Visual Dictionary - 2008
Each of the tiles in the mosaic is an arithmetic average of images relating to one of 53,464 nouns. Words are placed in the array using the wordnet hierarchy (nearby tiles correspond to similar concepts). The images for each word were obtained using Google’s Image Search and other engines. Each tile is the average of 140 images. The average reveals the dominant visual characteristics of each word. For some, the average turns out to be a recognizable image; for others the average is a colored blob.
Accidental image in Pedraza, Spain - 2013
Picture of a bedroom processed by Retinex to enhance the illumination component. The enhanced illumination image has a strong chromatic component. The illumination image is produced by light entering by a window on the opposite wall (not visible in the photograph). Therefore, it is an upside-down image of the scene outside the window and it clearly shows the blue of the sky, and the green patch of the grass on the ground outside the window.
Noise or Texture - 2013
Where is the noise, in the image or in the world? The left image is corrupted by additive noise. We do not perceive this scene as being composed by objects covered with a strange form of paint. Instead, we see that there is noise and it is not supposed to be there. In the second image, we do not perceive the random texture as being noise despite the strong similarities with the first image.

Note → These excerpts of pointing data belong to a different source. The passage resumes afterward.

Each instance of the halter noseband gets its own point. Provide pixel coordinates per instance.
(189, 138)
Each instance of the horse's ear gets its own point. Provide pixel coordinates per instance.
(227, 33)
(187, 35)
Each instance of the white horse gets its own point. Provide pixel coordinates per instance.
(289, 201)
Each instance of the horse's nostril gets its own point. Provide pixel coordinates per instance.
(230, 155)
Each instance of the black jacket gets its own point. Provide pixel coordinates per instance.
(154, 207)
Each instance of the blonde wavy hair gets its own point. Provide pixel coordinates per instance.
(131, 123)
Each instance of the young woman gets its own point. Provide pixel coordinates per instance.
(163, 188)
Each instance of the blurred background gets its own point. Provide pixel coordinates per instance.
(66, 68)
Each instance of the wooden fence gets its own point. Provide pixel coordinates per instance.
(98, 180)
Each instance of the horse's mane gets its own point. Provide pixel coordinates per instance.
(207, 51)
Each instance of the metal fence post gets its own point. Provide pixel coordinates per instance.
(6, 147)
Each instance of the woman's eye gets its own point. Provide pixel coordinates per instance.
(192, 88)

Multiple blob personalities - 2008
In presence of image degradation (e.g. blur), object recognition is strongly influenced by contextual information. Recognition makes assumptions regarding object identities based on its size and location in the scene.
Sailboat in Charles River (fall) - 2005
Pictures are aligned on one sailboat. All the pictures contain the same sailboat taken within a few minutes apart.

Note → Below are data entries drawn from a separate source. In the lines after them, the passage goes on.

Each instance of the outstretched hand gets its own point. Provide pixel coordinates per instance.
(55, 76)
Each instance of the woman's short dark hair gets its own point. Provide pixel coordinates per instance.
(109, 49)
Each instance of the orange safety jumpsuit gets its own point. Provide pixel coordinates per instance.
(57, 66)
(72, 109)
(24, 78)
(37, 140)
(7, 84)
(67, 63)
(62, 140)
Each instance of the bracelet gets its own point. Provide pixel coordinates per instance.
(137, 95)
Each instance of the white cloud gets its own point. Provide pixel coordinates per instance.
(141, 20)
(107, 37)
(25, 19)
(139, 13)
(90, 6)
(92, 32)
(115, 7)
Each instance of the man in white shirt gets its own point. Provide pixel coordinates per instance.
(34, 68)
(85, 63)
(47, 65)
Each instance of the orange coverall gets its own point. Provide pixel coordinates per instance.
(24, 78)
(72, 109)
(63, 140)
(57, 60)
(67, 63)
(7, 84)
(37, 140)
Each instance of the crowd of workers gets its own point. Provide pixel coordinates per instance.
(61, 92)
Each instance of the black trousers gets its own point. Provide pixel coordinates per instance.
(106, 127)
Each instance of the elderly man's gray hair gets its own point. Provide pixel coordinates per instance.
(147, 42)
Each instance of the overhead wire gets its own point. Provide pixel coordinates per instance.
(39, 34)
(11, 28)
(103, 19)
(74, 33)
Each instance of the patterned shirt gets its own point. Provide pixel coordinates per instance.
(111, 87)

Sailboats in Charles river (spring) - 2005
This superposition contains multiple sailboats. All the images are shifted and scaled so that the boats are roughly aligned.

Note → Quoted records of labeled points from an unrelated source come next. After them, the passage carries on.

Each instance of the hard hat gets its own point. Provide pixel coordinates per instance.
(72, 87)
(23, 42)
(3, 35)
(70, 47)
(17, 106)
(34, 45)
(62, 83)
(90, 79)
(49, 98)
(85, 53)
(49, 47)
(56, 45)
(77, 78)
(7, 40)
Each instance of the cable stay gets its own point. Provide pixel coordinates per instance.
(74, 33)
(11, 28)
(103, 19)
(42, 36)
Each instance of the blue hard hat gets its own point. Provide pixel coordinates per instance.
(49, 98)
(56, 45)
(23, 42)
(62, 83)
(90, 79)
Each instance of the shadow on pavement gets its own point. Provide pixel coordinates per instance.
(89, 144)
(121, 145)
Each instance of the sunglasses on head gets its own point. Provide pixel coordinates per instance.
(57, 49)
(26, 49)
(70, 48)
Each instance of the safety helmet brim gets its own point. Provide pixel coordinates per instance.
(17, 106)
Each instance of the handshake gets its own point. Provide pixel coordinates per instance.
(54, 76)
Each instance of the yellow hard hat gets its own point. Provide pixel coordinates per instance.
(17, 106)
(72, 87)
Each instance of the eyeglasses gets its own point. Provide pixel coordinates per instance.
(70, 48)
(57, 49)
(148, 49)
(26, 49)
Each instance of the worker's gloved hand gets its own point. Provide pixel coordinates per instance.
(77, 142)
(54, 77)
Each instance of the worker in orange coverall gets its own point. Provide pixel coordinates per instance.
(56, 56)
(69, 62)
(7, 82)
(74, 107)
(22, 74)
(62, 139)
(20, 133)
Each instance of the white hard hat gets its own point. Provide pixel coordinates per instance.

Average Caltech 101 - 2003
Average of 100 of the objects from the Caltech-101 dataset.
Average of people in Cambridge -
2003
Average images are created by adding together many pictures.
Image averaging has been used by artists such as Jason Savalon, Jim Campbell among several other artists. I used average images to motivate the study of context models in computer vision and to illustrate that the influence of an object in an image extends beyond its boundaries. Before averaging, each picture is translated and scaled so that a particular object is in the center of the picture. Average images aligned on a single object that occupies a small portion of the picture can reveal additional regions beyond the boundaries of the object that provide meaningful contextual structure for supporting it.
Car and pedestrian - 2001
In presence of image degradation (e.g. blur), object recognition is strongly influenced by contextual information. Recognition makes assumptions regarding object identities based on its size and location in the scene. In this picture subjects describe the scenes as (left) a car in the street, and (right) a pedestrian in the street. However, the pedestrian is in fact the same shape as the car except for a 90 degrees rotation. The non-typicality of this orientation for a car within the context defined by the street scene makes the car be perceived as a pedestrian. Without degradation, subjects can correctly recognize the rotated car due to the sufficiency of local features.